2. Navigate to the project directory:

   cd dns-log-listener-analyzer
   

3. Build the project using your preferred Java build tool (e.g., Maven or Gradle). For Maven, you can use the following command:

   mvn clean install
   

This will compile the source code and generate the necessary executable JAR files.

Configuration

To configure DNS Log Analyzer, follow these steps:

1. Open the config.txt file located in the project's root directory.

2. In the <start_log_files> section, add the directories containing DNS log files that you want to monitor.

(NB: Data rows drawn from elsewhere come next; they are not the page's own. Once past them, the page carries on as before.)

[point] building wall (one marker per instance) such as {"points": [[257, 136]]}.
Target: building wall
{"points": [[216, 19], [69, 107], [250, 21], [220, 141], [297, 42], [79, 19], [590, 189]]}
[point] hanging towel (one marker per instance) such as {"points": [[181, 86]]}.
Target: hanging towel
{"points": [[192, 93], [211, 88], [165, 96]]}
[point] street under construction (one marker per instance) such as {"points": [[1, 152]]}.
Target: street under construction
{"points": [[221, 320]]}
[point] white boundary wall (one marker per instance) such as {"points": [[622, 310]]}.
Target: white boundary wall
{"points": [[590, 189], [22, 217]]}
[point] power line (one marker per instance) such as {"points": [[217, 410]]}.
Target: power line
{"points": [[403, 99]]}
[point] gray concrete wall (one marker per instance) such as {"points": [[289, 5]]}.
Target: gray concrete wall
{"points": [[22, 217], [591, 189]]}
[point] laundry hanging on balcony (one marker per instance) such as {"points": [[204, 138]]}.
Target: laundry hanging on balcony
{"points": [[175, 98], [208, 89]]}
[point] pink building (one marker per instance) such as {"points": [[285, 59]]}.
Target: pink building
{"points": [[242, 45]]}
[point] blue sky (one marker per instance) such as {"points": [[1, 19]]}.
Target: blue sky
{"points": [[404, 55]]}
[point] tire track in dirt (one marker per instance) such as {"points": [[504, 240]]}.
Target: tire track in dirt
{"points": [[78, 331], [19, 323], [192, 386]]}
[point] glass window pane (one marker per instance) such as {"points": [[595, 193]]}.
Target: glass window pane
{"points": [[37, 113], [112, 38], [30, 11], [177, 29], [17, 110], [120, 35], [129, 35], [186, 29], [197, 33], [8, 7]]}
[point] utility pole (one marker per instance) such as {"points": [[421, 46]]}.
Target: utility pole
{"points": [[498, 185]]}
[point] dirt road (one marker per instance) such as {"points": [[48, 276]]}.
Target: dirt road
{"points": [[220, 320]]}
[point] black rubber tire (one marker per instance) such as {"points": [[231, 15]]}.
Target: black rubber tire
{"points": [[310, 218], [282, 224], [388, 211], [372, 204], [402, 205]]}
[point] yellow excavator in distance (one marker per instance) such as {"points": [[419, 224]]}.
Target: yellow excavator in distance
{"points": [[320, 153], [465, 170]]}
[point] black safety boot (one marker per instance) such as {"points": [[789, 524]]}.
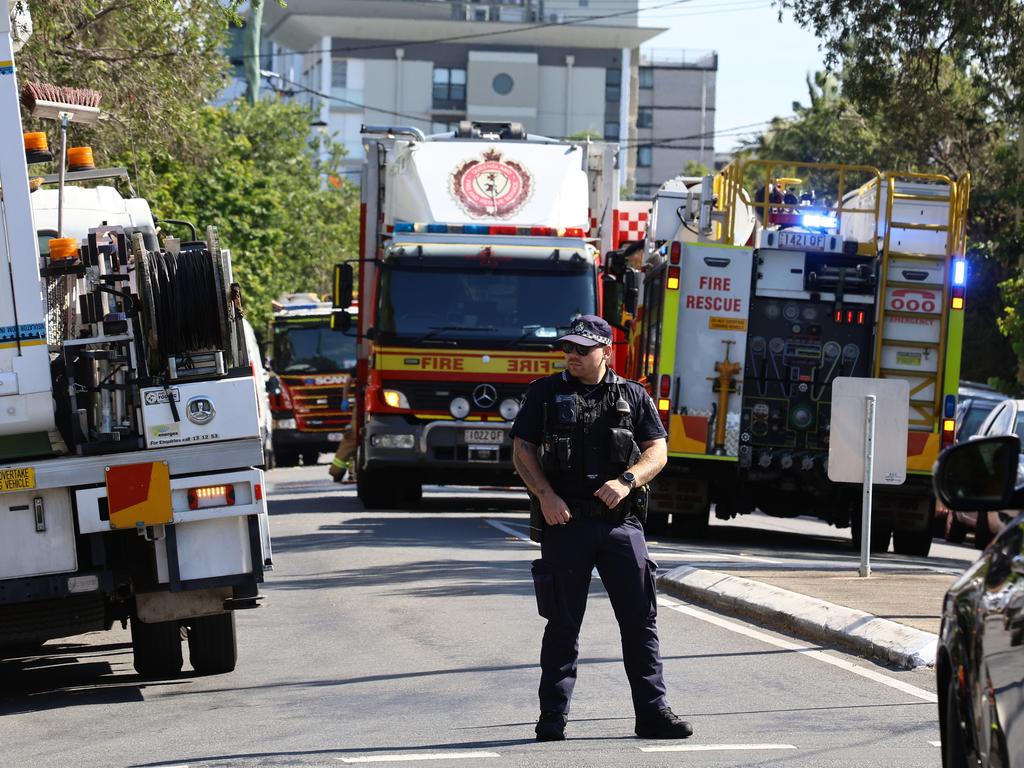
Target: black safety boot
{"points": [[663, 724], [551, 726]]}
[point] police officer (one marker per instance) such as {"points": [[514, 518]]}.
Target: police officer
{"points": [[587, 442]]}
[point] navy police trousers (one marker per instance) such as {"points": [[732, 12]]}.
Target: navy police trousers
{"points": [[561, 579]]}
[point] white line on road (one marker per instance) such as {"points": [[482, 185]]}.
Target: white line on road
{"points": [[806, 650], [404, 758], [511, 531], [716, 748]]}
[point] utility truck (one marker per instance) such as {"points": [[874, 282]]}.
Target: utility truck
{"points": [[129, 434], [760, 287], [478, 248]]}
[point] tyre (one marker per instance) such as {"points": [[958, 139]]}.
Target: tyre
{"points": [[212, 646], [157, 648], [953, 748], [916, 543], [286, 457]]}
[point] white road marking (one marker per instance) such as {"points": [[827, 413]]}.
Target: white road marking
{"points": [[511, 531], [716, 748], [406, 758], [806, 650]]}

You can specify these directories manually or use the program's CLI to add them.

3. Save the config.txt file.

Usage

To use DNS Log Analyzer, follow these steps:

1. Ensure that RabbitMQ and Elasticsearch are running on your system on default ports.

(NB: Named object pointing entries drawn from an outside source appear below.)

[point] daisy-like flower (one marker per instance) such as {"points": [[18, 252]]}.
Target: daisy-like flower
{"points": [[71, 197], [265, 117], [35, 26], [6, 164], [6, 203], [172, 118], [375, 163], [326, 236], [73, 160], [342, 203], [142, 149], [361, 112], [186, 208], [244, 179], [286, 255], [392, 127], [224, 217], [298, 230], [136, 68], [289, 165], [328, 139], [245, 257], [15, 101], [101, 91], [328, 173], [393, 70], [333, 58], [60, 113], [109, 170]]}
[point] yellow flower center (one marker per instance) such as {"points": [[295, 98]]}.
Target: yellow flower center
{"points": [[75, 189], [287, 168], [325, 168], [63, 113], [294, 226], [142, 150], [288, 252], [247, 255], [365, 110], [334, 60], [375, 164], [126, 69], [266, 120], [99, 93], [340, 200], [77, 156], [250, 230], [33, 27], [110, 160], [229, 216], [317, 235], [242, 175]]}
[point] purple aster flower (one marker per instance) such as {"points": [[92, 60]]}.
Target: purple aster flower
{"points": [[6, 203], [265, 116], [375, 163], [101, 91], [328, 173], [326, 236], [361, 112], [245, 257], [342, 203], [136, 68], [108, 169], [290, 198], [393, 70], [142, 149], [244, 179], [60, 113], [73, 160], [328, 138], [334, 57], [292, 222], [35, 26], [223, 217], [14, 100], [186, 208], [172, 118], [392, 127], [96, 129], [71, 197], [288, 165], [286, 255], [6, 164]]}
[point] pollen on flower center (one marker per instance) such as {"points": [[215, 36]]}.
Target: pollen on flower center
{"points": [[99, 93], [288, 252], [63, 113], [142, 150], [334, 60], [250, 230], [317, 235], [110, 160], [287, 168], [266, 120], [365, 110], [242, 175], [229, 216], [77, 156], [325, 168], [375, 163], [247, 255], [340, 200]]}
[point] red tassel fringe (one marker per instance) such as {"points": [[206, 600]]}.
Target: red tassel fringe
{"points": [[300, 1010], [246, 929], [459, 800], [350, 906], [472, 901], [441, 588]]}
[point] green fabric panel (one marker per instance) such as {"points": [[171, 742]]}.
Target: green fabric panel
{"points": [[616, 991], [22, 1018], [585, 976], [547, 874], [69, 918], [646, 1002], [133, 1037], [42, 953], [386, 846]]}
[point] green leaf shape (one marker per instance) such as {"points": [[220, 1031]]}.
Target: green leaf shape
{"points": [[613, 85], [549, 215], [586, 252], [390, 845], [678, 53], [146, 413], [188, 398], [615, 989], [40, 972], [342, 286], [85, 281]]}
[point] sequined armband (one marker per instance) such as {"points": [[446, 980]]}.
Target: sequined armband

   On default RabbitMQ should be runing on port 15672 and Elasticsearch should be running on port 9200

2. Run the program by running the following commands on terminal in your project folder:

   1. cd LogListener

   2. mvn clean package

   3. java -jar target/LogListener-1.0-SNAPSHOT.jar
      

The DirectoryWatcher threads will start monitoring the specified directories for log file changes.

Log entries from the monitored files will be continuously collected, enriched with additional information, and indexed into Elasticsearch.

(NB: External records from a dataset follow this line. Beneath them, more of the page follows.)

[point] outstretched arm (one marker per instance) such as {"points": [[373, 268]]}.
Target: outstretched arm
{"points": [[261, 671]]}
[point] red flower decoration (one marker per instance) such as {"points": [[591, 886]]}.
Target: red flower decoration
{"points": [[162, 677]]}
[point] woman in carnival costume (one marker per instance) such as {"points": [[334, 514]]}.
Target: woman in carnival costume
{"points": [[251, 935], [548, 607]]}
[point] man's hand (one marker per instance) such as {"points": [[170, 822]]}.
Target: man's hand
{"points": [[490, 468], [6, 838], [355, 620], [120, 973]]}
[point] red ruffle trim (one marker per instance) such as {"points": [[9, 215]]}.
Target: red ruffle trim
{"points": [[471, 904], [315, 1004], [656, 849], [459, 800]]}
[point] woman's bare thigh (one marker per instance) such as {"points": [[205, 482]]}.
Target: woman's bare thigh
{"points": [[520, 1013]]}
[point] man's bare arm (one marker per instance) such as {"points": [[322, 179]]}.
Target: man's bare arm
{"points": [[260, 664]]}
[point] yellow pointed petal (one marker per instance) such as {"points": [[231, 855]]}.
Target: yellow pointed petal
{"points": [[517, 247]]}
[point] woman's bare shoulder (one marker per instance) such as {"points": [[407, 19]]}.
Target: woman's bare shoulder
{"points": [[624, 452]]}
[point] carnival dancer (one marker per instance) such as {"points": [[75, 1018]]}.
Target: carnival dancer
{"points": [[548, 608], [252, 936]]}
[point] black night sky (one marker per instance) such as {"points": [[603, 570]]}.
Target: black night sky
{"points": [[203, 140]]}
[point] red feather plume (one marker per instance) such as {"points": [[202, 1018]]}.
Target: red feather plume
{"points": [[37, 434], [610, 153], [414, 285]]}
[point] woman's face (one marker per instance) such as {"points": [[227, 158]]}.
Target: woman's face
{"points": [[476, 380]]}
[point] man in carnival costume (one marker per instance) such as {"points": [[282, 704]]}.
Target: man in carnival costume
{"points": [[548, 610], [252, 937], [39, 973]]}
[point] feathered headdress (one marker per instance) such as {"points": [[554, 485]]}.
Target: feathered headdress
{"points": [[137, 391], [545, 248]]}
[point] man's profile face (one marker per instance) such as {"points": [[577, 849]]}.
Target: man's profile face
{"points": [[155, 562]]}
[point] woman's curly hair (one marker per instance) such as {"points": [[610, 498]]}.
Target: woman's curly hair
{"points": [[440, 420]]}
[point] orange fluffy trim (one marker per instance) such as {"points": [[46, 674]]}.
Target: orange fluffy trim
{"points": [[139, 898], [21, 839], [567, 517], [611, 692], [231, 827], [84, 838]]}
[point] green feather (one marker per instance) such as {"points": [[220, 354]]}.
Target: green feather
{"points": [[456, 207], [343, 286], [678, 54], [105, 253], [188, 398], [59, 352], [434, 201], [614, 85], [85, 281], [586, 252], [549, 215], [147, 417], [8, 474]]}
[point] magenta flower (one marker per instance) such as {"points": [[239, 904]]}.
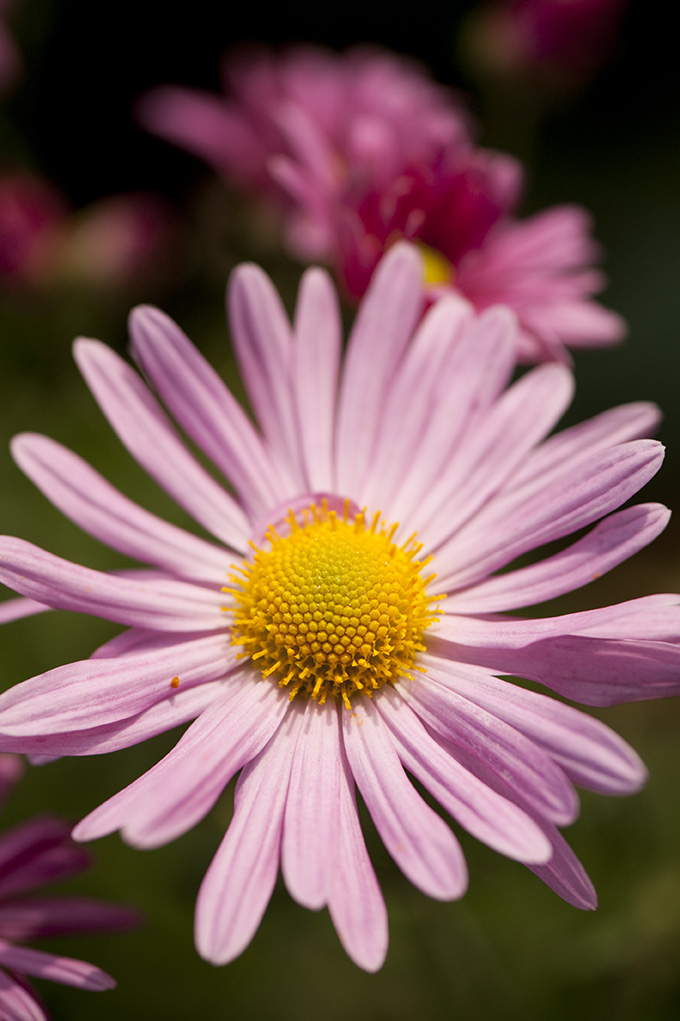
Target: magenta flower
{"points": [[347, 620], [552, 42], [361, 149], [32, 855]]}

Analyze the log data using Elasticsearch queries to gain insights into DNS server activity.

Features

DNS Log Analyzer offers a range of features to facilitate effective log analysis:

• Multithreaded Architecture: The project efficiently utilizes multithreading to monitor multiple directories and log files simultaneously, improving performance and responsiveness.

• File Locking: File locking mechanisms are implemented to ensure exclusive access to log files while reading, preventing race conditions and data corruption.

• Continuous Data Collection: Log entries are continuously collected and sent to RabbitMQ, ensuring that no log data is missed, even during high traffic periods.

• Data Enrichment: Log entries are enriched with additional information such as local IP, host address, and MAC address. This enrichment enhances the quality of data available for analysis.

• Data Persistence: The program saves the status of each Watcher in the config.txt file to prevent data loss in case of unexpected shutdowns or interruptions.

• Elasticsearch Integration: Log entries are indexed into Elasticsearch, enabling powerful search and analysis using Elasticsearch queries.

How It Works

The DNS Log Analyzer project follows a straightforward workflow:

• Configuration: Directories containing DNS log files are specified in the config.txt file.

• Monitoring: DirectoryWatcher threads monitor the specified directories for changes. When a change is detected, a Watcher is created for the log file.

• Data Collection: Each Watcher continuously collects log entries from the log file, ensuring that all changes are captured and then sends them to RabbitMQ Queue, (acting as a message broker for efficient and reliable data transfer).

• Data Enrichment: Consumers read log entries from RabbitMQ queue, enrich them with additional information, such as local IP, host address, and MAC address.

• Data Indexing: Enriched log entries are then indexed into Elasticsearch for efficient storage and retrieval.

• Analysis: Users can analyze the log data using Elasticsearch queries, gaining valuable insights into DNS server activity.

This comprehensive workflow ensures that log data is seamlessly processed, enriched, and made available for in-depth analysis while maintaining data integrity and reliability through RabbitMQ integration.

First Test Run

1. Find the foo.log file in the root directory of the project and copy it's path.

2. Paste the path in between <start_log_files> and <end_log_files> inside the config.txt folder.

3. Run the program.

4. Run the create_mock_dns_log_data.py to create mock DNS logs with the following command.

   python create_mock_dns_log_data.py

5. This will continously generate DNS logs until the program is stopped. You can stop the program by pressing CTRL + C.

6. Check the Elasticsearch indexes to see the data. First time? Use the Multi Elasticsearch Head chrome extension to see the Elasticsearch data. No installation required!

License

This project is licensed under the GNU General Public License v3.0.